Crowning off one other robust buying and selling replace, the Nottingham-based firm introduced one other £1 per share dividend to be paid in January.
That takes whole dividends to this point this monetary yr to £3.25 per share. That’s up from £1.85 at this stage final yr.
Spectacular numbers
It’s no shock to this Video games Workshop investor that demand for its fantasy merchandise retains ripping greater. Merchandise like these in its Warhammer 40k universe are the business gold commonplace and command a loyal worldwide following.

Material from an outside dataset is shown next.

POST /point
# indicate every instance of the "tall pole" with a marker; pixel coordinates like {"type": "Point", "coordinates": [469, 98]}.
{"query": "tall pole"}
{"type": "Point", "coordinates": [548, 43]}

Russell Pointon, analyst at Edison described first-half buying and selling as “spectacular… following the 2 previous years that included launches of recent editions of its principal mental properties.”
Whereas licensing revenues got here in as predicted, gross sales of core merchandise (like fashions, cube, books and paints) as soon as once more beat Metropolis estimates. However it’s not simply robust gross sales that appear to be powering Video games Workshop’s earnings.
Based on Pointon, the agency’s first-half revenue rise “implies enchancment within the core working margin versus H125.” He added that “it takes the achieved H126 revenue to only over 60% of our FY26 revenue estimate.”
What now?
So what can we anticipate subsequent from Video games Workshop? Whereas buying and selling has remained sturdy of late, additional success isn’t assured given robust shopper circumstances in lots of its areas.
On prime of this, it faces rising competitors from different corporations searching for a slice of the profitable fantasy gaming market.
But I’m optimistic it may ship a brand new part of explosive development, pushed by new product releases and an acceleration of licensing exercise. International enlargement continues and the agency has began work constructing a fourth manufacturing facility to maintain up with breakneck demand.
I’m particularly excited by the corporate’s TV and movie licensing cope with Amazon. This might might supercharge long-term core gross sales and ship gigantic revenues in its personal proper.
Video games Workshop’s share value has surged 4,160% since 2000. I believe there’s a number of scope for additional positive aspects, making it value severe consideration.